How you treat people, they will end up treating you

Herewegoagain84 · 29/03/2022 20:50

Yabu - always welcome DC’s partners otherwise you’re setting yourself up for problems.

reynardette · 29/03/2022 20:50

He was unreasonable to invite without asking you.
but you were unreasonable to hit the roof...
it makes a really big issue of you not wanting her there, when it sounds like you don't know her or much about their relationship.

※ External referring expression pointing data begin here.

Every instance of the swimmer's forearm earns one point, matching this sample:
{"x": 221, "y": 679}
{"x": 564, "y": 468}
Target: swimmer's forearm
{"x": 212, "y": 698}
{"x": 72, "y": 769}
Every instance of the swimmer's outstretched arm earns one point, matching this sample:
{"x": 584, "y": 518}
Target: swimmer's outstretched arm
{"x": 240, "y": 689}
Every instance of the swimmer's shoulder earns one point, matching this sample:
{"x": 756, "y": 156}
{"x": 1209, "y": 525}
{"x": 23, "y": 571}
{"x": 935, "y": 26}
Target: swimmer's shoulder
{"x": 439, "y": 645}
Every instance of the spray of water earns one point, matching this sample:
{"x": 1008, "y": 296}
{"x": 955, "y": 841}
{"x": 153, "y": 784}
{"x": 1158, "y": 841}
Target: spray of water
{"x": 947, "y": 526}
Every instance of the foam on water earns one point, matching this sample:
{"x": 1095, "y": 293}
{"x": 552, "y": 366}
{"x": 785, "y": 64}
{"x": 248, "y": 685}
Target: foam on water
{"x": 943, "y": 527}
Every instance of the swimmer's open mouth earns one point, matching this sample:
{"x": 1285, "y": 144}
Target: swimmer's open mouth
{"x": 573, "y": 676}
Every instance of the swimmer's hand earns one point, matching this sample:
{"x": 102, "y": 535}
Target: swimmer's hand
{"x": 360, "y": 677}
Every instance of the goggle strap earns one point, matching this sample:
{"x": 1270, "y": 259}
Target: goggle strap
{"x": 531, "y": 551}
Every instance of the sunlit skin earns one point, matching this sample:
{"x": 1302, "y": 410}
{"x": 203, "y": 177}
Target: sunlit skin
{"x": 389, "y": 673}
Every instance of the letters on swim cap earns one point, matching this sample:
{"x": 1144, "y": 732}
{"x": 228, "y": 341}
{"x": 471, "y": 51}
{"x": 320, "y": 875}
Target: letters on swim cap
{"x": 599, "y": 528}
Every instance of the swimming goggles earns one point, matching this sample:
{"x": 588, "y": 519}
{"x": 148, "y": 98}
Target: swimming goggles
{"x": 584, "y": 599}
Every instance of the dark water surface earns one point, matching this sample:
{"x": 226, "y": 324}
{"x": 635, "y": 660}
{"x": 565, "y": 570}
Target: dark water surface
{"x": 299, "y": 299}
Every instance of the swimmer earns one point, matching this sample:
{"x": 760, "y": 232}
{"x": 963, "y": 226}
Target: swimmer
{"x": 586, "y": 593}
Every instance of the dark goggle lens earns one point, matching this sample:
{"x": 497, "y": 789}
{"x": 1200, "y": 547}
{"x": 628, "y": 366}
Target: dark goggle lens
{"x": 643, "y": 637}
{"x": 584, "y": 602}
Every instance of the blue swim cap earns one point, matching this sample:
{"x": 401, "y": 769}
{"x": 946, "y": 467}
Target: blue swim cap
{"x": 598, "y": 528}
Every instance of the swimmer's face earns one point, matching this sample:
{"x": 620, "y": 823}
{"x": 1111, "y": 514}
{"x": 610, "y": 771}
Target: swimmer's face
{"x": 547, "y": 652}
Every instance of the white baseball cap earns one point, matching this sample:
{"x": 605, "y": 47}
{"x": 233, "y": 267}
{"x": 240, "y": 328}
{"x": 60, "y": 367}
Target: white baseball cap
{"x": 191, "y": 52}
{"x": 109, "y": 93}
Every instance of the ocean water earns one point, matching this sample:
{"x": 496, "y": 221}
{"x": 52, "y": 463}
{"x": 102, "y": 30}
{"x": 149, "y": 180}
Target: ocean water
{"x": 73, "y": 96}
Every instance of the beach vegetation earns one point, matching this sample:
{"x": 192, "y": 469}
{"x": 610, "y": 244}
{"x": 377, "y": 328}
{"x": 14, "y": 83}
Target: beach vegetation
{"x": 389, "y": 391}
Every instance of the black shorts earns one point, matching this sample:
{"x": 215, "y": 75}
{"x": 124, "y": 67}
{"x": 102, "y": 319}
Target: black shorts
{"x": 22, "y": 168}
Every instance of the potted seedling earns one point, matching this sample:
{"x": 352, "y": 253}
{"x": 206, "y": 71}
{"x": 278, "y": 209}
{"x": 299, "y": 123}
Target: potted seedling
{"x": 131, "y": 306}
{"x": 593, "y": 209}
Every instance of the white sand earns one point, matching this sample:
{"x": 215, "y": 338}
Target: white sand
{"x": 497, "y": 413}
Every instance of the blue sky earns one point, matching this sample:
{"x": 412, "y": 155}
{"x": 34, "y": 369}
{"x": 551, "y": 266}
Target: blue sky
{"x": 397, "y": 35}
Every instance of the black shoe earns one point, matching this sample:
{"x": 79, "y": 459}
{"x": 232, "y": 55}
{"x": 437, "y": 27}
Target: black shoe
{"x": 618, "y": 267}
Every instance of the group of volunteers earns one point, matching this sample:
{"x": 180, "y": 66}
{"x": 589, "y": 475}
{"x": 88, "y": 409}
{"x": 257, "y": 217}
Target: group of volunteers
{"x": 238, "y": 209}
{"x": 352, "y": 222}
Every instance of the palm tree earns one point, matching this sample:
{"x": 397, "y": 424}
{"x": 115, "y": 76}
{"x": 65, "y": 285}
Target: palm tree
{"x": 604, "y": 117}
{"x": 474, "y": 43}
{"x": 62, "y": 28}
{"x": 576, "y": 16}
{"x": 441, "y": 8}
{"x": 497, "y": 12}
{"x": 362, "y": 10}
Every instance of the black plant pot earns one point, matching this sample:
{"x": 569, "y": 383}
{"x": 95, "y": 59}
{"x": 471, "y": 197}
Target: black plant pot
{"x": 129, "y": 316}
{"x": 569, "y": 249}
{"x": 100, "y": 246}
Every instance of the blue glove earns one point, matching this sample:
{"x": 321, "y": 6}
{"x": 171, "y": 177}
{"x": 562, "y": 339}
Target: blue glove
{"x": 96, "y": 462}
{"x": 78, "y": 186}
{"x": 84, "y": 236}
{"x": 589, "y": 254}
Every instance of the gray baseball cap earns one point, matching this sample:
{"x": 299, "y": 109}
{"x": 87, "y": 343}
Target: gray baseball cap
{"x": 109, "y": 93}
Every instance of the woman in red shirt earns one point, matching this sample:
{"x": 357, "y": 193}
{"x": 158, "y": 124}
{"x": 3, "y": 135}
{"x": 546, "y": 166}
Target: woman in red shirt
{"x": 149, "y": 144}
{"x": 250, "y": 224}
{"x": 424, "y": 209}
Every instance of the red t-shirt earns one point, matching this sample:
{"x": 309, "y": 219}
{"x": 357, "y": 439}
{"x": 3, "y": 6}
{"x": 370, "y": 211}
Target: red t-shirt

I agree with both these statements. But I do know about their relationship and I do know him. And I do like her. But just a couple of weeks ago he was telling me why it wouldn't work out...

OP posts:
TimeForTeaAndG · 29/03/2022 20:50

Instead of hitting the roof could you not have just said, well I realise you've already invited her but it would have been better to ask as now I have to cover another person's meal, please don't do that again.

Sisisimone · 29/03/2022 20:51

I honestly dont understand what the problem is or why you would 'hit the roof'. It's a meal in a restaurant and he'd like his girlfriend to be there. Why the drama? Surely the more the merrier, especially as you say you like her.

PinkSyCo · 29/03/2022 20:51

I agree DS should have asked but if, as you say, you really like his GF why didn’t you suggest he invite her?

TimeForTeaAndG · 29/03/2022 20:52

Also, early 20s are the exact time you're supposed to be flaky with relationships and life in general before you figure things out.

luxxlisbon · 29/03/2022 20:53

But I do know about their relationship and I do know him. And I do like her. But just a couple of weeks ago he was telling me why it wouldn't work out...

And yet you are happy to bring her on holiday and pay for it yet dinner is too much because ‘he is flaky’ and they won’t work out.

TheYearOfSmallThings · 29/03/2022 20:53

He should have asked. But...what you refer to as a family tradition of celebrating just as a nuclear family, your children may view differently. They may see it not as a choice, but a consequence of the reality that you have very little family. They may see any opportunity to expand that tight (or limited) circle as a positive thing.

Would it really be so bad if she came along? Why is it ok to go on holiday together but not for a meal?

Laptopsandmouses · 29/03/2022 20:53

So why didn’t you just post a thread saying I’m having a dinner for husbands birthday and my son invited his girlfriend without asking me and I don’t want to pay? Why he horrible about him?